Солнечный день (Ставинога) - страница 59

В шестьдесят восьмом Болденку закрыли, и она прекратила свое существование. Двадцать пятого апреля тысяча девятьсот шестьдесят восьмого года на-гора выдали последнюю вагонетку угля.

Мой отец умер в том же шестьдесят восьмом, в начале декабря. Ушел тихо, словно собрался незамеченным сбежать в трактир.

Я же хотел одного. Хотел до отчаяния. Чтобы из всего, что ушло с ним, остался он сам. Только он. Мой отец.

ЛЕГЕНДА О ШАХТЕРСКОМ ГЕРКУЛЕСЕ

Дядя Ондржей был всего на два года старше моего отца, но умер прежде, чем хоть что-то о нем успело запасть в мою память. Все, что мне о нем известно, я знаю лишь из отцовских рассказов. А то, чего не знал отец, мне рассказал шахтер-пенсионер, товарищ Чермак, чудом уцелевший в ту пору.
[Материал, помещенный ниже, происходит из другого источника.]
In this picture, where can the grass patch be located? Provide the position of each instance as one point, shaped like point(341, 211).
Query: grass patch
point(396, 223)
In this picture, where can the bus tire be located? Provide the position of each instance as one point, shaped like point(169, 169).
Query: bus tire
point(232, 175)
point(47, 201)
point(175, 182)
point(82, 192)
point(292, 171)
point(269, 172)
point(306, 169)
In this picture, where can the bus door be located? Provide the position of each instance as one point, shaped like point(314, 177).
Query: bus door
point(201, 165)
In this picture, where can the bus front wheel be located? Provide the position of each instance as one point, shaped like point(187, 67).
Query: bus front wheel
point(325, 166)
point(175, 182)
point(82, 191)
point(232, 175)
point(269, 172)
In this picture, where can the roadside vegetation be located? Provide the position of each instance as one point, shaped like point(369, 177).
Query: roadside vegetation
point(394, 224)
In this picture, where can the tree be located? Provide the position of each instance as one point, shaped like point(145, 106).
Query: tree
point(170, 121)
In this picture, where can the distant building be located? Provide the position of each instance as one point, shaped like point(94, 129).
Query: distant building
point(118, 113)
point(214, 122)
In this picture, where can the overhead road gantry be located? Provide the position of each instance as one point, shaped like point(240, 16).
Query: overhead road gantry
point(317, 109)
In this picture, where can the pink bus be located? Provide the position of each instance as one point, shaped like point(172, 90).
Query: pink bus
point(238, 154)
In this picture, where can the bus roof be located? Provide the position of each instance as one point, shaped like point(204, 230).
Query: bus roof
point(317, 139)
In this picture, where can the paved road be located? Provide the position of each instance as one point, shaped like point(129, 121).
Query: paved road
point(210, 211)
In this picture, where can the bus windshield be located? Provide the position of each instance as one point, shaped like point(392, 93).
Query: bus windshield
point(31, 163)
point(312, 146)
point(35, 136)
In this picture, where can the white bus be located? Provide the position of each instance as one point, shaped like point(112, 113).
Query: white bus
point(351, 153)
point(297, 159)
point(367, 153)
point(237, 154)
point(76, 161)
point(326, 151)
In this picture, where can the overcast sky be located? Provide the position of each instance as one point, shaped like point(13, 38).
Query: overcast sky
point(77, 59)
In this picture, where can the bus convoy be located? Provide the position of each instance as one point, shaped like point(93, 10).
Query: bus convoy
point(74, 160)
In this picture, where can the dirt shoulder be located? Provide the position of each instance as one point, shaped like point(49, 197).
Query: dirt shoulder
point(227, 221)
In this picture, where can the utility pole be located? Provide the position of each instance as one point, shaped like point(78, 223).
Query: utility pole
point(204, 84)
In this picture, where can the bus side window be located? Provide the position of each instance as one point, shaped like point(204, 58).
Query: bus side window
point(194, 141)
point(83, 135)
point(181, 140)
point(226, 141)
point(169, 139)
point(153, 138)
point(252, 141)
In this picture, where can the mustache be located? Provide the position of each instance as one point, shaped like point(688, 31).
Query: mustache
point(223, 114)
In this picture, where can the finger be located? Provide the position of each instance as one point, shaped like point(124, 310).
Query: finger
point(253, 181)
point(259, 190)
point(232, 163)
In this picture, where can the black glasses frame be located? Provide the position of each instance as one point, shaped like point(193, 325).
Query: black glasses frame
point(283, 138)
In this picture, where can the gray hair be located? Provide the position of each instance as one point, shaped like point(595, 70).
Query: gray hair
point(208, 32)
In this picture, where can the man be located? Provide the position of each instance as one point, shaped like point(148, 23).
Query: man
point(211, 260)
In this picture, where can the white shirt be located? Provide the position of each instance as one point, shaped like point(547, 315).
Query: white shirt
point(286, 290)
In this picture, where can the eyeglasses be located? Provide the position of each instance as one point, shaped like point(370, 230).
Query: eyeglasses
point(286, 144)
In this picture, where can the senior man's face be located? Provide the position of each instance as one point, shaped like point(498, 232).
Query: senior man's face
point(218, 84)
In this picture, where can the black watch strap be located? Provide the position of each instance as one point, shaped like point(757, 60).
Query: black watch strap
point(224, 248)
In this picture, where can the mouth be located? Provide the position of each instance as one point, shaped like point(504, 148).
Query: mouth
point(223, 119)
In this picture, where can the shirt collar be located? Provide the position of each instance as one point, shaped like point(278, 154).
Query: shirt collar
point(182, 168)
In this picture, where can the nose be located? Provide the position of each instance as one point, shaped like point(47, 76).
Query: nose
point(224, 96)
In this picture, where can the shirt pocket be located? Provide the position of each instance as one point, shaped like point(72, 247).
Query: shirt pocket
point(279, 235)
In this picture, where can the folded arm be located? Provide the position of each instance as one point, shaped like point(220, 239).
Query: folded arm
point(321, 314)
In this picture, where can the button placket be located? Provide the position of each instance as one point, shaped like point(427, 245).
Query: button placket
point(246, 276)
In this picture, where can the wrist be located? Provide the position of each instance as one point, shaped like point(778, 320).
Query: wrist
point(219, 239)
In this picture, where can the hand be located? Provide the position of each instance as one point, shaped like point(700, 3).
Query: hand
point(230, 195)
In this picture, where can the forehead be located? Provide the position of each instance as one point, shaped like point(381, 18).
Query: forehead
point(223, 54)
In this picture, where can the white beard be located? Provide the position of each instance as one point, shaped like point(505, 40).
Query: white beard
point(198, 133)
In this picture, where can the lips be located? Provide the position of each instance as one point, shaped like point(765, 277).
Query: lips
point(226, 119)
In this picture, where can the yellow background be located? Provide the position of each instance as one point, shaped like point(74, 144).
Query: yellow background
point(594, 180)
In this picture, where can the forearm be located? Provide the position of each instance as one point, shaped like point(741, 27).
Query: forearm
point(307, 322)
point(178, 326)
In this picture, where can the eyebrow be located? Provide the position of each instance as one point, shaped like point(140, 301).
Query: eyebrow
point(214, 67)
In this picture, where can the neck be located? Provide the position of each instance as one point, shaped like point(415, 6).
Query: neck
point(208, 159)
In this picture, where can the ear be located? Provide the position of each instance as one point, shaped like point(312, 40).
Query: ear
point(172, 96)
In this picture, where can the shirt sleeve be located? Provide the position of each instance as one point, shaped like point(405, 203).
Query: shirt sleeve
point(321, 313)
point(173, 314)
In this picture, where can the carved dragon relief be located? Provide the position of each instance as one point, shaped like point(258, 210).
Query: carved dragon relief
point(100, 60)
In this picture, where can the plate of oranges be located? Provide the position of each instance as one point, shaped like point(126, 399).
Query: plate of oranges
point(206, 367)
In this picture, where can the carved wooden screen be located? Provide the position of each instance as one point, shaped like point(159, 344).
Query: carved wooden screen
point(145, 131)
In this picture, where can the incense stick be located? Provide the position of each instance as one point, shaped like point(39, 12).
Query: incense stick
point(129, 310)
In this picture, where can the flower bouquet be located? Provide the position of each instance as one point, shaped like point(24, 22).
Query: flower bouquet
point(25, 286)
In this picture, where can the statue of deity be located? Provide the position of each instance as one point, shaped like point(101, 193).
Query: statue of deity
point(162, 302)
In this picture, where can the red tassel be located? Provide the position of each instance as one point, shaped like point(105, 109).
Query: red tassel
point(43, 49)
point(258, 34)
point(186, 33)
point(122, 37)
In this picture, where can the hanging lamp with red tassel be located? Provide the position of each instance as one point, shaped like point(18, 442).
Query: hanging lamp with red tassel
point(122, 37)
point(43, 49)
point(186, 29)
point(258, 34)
Своим старшим братом мой отец гордился особенно. Больше, чем другими, а у него их было предостаточно. Отец рос во времена, когда восемь ребятишек считалось для шахтерской семьи делом обычным. Мой отец и другие его братья жили привычной шахтерской жизнью, единоборствовали с судьбой и с шахтой, случалось, попадали в завалы, умирали от увечий и горняцких болезней или доживали до пособия; дядя Ондржей жил и умер так, что и жизнь его, и смерть, овеянные дыханием героизма, навсегда остались в сознании всех, кто его знал. Ведь героизм таких, как он, когда-то и определил ход истории нашей современности.

Гордость за своего брата была совсем иная, не похожая на ту, какую испытал мой отец, когда после окончания техникума мне вручили наконец диплом. Серьезней и глубже. Похоже, мой отец сожалел, что ему не дано ничего иного, как выколачивать из шахты деньгу́, чтобы прокормить семью, а позже, когда жизнь полегчала, просаживать в пивных небывалые деньги.

Про дядю Ондржея отец рассказывал мне, уже выйдя на пенсию. Со стариковской скрупулезностью он мог подробно говорить о давних событиях, но не помнил, погасил ли минуту назад свет в кладовке. Отец то и дело возвращался к своему детству, и его разговоры постоянно сворачивали на Ондржея, самого старшего из братьев, появившегося на свет в начале века.

Я слушал эти рассказы с преступным равнодушием юнца, чей удел бессмертие, и единственная забота которого — впечатление, производимое на девчонок, да спортивные успехи. Для меня это были истории из третичного периода, хотя тетя Йозефка, дядина вдова, была жива и обитала тогда в шахтерском поселке Габешовне. Мы виделись с ней редко, она в нашей шахтерской семье не обвыклась, даже прожив с нами почти всю войну. Была она робкая недотрога и моей шумной и резкой маме пришлась не по вкусу.